Rolling Stone attended this year's Game Developers Conference, and is offering up a variety of commentary that Richard Garriott, Starr Long, Raph Koster, and Rich Vogel all offered during a fascinating session about the inception, development, and launch of Ultima Online. This was the MMORPG that first hooked a lot of people (including me), so I think many of us will always have a soft spot for it:
The team had always wanted to take their passion for pen and paper role play games online but they never thought it was a possibility until they got into Doom. “It was simple, people were just more fun to play than AI,” Long added. “We wanted to emulate that for Dungeons & Dragons.”
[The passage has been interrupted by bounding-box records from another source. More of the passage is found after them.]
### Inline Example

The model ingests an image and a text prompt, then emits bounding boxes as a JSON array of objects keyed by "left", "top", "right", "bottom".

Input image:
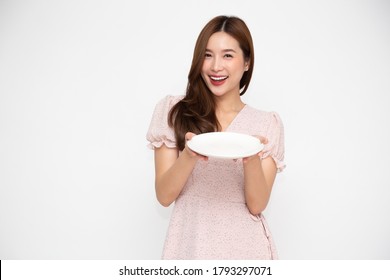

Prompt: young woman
[{"left": 147, "top": 16, "right": 284, "bottom": 259}]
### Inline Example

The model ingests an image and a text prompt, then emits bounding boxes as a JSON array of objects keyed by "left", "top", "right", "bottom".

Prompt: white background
[{"left": 0, "top": 0, "right": 390, "bottom": 259}]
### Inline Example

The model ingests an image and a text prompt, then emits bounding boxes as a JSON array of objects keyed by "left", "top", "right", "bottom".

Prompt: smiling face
[{"left": 202, "top": 31, "right": 249, "bottom": 96}]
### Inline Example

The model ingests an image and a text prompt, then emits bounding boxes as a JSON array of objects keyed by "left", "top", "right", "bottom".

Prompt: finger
[
  {"left": 259, "top": 136, "right": 268, "bottom": 144},
  {"left": 184, "top": 132, "right": 196, "bottom": 141}
]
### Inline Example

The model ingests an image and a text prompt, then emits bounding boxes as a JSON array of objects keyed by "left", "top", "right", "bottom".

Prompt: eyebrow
[{"left": 206, "top": 49, "right": 236, "bottom": 53}]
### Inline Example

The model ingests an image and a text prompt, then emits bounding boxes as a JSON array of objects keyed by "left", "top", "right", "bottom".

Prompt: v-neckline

Once they started to see the internet become more commonplace, they decided it was time to try and make their dream a reality. They put together a design document and technology plan and prepared a presentation for Electronic Arts. “They gave us a lifetime projection of 30,000 units and said no,” Garriott said. They tried the pitch four times and got the same answer, “We refused to give up the floor, we literally said we are not leaving,” Garriott continued. “We’re only asking for a fraction of the budget other games get, there was kicking and screaming but they finally signed our little paper and said yes.”
They may have had approval from EA but they did not have support. The team was set up on the 5th floor of one of EA’s buildings that was still under construction. They had to put up plastic to protect their computers from dust and wear gloves due to how cold it was. “We were the bastard stepchild, no one got what we were trying to do,” said Raph Koster, lead designer on Ultima Online. “The corporation was trying to kill it, they didn’t want us to finish the game.”
They started to put together a prototype and gave some risky promises like an expansive world with abstract properties, a player run economy, and a resource system based on Maslow’s hierarchy of needs so that AI would actually seek out food and water. “We promised the moon and people liked the promise,” Koster added. “But everything didn’t make it into the game.”
Once the prototype was finished they needed to beta test it, they wanted to host one online but the files were to big for modem connections to download. They couldn’t send out discs since they didn’t have money for manufacturing or distribution. That’s when they decided to charge players $5 for the privilege to test the game for them.
“The projections given to us by marketing were 30,000 for the lifetime of the game,” Garriott said. “But within a few days we had more than 50,000 people that wanted to be beta testers, that’s when EA woke up.”